不!
她不能死在这里!
那一声闷响,是压垮骆驼的最后一根稻草,却也点燃了苏月卿心中最后的求生之火。
是柳姨娘。
这狠毒的妇人,竟是要亲手将她活埋!
苏月卿不再只是拍打,而是用尽全身的力气,用肩膀、用后背,狠狠地撞击着头顶的棺材盖。
“砰!”
“砰!砰!”
这具身体孱弱不堪,但求生的意志却前所未有的强大。
廉价的薄木棺材在她的撞击下发出不堪重负的声响!
突然!
“咔嚓——”
一声清晰的木头开裂声!
一道微弱的月光,夹杂着泥土的腥气,从裂缝中刺了进来。
有空气!
苏月卿像是溺水之人终于探出水面,大口地呼吸着,她看到了希望!
手中的银簪再次派上用场,她用尽力气,将簪尖狠狠捅进那道裂缝,用力一撬!
木屑纷飞。
裂缝被扩大了。
她用肩膀抵住裂缝,伴随着一声低吼,猛地向上发力!
“轰——!”
棺材盖的一角应声而碎!
冰冷的泥土瞬间如瀑布般倾泻而下,劈头盖脸地浇了她一身,几乎要将她重新掩埋。
但,她出来了!
苏月卿挣扎着从破口处坐了起来,半个身子还陷在棺材和泥土里。
夜风冰冷,吹得她浑身一颤。
她慢慢抬起头,环顾四周。
两个家丁早已不见踪影。
不远处,苏月柔瘫软在地,脸色惨白如纸,正用一种看鬼的眼神死死盯着她。
而在苏月柔身前,柳姨娘保持着一个扬起铁锹的姿势,整个人僵在原地,脸上的狰狞狠毒还未褪去,便被惊恐所覆盖。
四目相对。
一个是刚从地狱爬回来的“恶鬼”。
一个是亲手埋葬她的凶手。
苏月卿的胸口剧烈起伏,身体的能量在刚才的爆发中消耗殆尽,只剩下疲惫和左手掌心钻心的疼痛。
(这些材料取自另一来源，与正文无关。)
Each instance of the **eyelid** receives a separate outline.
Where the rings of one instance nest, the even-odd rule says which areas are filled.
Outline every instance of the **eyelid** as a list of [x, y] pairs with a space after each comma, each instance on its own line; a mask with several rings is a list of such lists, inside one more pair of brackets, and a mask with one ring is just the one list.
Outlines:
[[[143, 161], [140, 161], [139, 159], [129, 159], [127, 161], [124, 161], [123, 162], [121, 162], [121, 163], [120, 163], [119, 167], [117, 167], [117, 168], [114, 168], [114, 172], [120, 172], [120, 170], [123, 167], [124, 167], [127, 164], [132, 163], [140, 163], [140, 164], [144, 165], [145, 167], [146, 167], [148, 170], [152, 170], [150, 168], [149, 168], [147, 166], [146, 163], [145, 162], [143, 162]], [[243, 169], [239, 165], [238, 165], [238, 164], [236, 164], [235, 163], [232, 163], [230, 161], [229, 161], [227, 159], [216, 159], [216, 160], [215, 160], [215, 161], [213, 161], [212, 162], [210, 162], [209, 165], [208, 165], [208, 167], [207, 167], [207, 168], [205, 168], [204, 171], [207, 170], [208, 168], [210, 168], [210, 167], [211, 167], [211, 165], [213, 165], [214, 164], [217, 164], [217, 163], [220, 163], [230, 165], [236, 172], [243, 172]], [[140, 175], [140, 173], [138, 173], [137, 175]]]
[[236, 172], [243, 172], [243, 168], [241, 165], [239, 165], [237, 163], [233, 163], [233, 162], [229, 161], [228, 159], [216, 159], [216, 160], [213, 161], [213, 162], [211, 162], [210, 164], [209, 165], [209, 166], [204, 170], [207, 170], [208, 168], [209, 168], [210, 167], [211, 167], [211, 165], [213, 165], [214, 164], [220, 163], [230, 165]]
她的大脑却在飞速运转,丝毫不敢放松,冷静地评估着自己的身体状况。
缺氧,力竭,外伤……必须尽快处理。
她没有尖叫,也没有怒骂。
她只是坐在那堆泥土和碎木之中,用一双黑沉沉的眸子,安静地看着柳姨娘。
就是这死寂的沉默,比任何歇斯底里的质问都更令人胆寒。
“你……你……”
柳姨娘的嘴唇哆嗦着,终于挤出了几个字,“你没死?”
苏月柔发出一声短促的尖叫,连滚带爬地躲到柳姨娘身后,“娘!鬼!她变成鬼回来索命了!”
这一声提醒了柳姨娘。
她眼中的惊恐瞬间被狠毒的算计取代。
不能让她活着回去!
下一秒,柳姨娘脸上的表情瞬间变换,硬生生挤出一个悲喜交加的笑容。
“月卿!我的好孩子!你……你还活着!”
“当啷”一声,她扔掉铁锹,张开双臂就向苏月卿扑过来,“感谢老天!你可吓死姨娘了!我们都以为你……”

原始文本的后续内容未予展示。